Het werken aan een visie op een toekomstbestendige wet BIG heeft ook invloed op de
lopende trajecten rondom de huidige wet BIG. Concreet wil ik ingaan op de overige
onderdelen – niet zijnde de regieverpleegkundige – van het oorspronkelijke wetsvoorstel
BIG II en de reeds ingediende verzoeken inzake beroepenregulering.
In mijn brief (Kamerstuk
29 282, nr. 381) van 8 oktober jl. heb ik uw Kamer reeds geïnformeerd dat ik het wetsvoorstel voor
de regieverpleegkundige definitief niet zal indienen. Binnenkort zal daartoe het nader
rapport worden afgerond. In het oorspronkelijke wetsvoorstel BIG II, waar de regieverpleegkundige
onderdeel van was, zaten ook de onderdelen zoals het beleggen van de adviestaak inzake
de beroepenregulering bij het Zorginstituut en het invoeren van deskundigheidsbevordering
als eis voor de herregistratie. Tijdens een bestuurlijk overleg op 2 december jl.
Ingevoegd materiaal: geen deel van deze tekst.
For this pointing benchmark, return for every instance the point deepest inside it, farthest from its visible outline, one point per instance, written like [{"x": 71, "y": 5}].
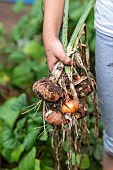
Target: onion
[
  {"x": 55, "y": 118},
  {"x": 47, "y": 90},
  {"x": 70, "y": 107}
]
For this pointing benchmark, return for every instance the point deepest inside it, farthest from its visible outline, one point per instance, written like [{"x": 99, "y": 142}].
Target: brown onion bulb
[
  {"x": 70, "y": 107},
  {"x": 47, "y": 90},
  {"x": 55, "y": 118}
]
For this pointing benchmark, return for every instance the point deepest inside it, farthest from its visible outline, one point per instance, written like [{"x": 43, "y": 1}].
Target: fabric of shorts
[{"x": 104, "y": 79}]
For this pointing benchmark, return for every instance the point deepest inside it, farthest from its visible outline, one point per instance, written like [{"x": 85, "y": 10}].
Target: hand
[{"x": 54, "y": 52}]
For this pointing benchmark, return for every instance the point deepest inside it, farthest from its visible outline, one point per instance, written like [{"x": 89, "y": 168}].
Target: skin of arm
[{"x": 53, "y": 14}]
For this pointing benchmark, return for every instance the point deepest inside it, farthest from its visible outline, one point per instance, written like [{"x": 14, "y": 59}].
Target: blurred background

is met vertegenwoordigers van de artikel 3 Wet BIG beroepsverenigingen en de werkgevers
besproken dat deze onderdelen meegenomen gaan worden in het project toekomstvisie
Wet BIG, alvorens een wettelijke regulering hiervan eventueel voortgezet gaat worden.
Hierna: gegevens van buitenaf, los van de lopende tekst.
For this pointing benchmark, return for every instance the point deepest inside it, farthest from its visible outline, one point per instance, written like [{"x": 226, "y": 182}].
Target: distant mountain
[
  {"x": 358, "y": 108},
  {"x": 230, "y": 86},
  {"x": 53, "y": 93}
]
Dit om te voorkomen dat er onnodige regeldruk ontstaat voor een relatief korte periode
als er nieuwe en bredere plannen zijn in het kader van het traject Toekomstbestendigheid
BIG. Enkele relatief kleine en technische wijzigingen van het oorspronkelijke wetsvoorstel,
die kunnen worden gezien als «normaal onderhoud» van wetgeving zullen in een ander
passend wetsvoorstel worden opgenomen. Deze aanpak wordt volledig ondersteund door
de betrokken partijen.
Het afgelopen jaar heeft het Zorginstituut zes verzoeken tot beroepenregulering in
behandeling genomen. Dat zijn de klinisch chemicus, anesthesiemedewerker, operatiekamer-assistent,
klinisch fysicus, klinisch verloskundige en de kinder- en jeugdpsycholoog. Het Zorginstituut
zal die adviesaanvragen afhandelen. Ik zal nieuwe verzoeken tot beroepenregulering
vooralsnog opschorten totdat ik uw Kamer over de lange termijn visie van de Wet BIG
heb geïnformeerd.
Ik vertrouw erop dat ik samen met het zorgveld kom tot een duurzame toekomstvisie
waarin rekening is gehouden met de maatschappelijke ontwikkelingen.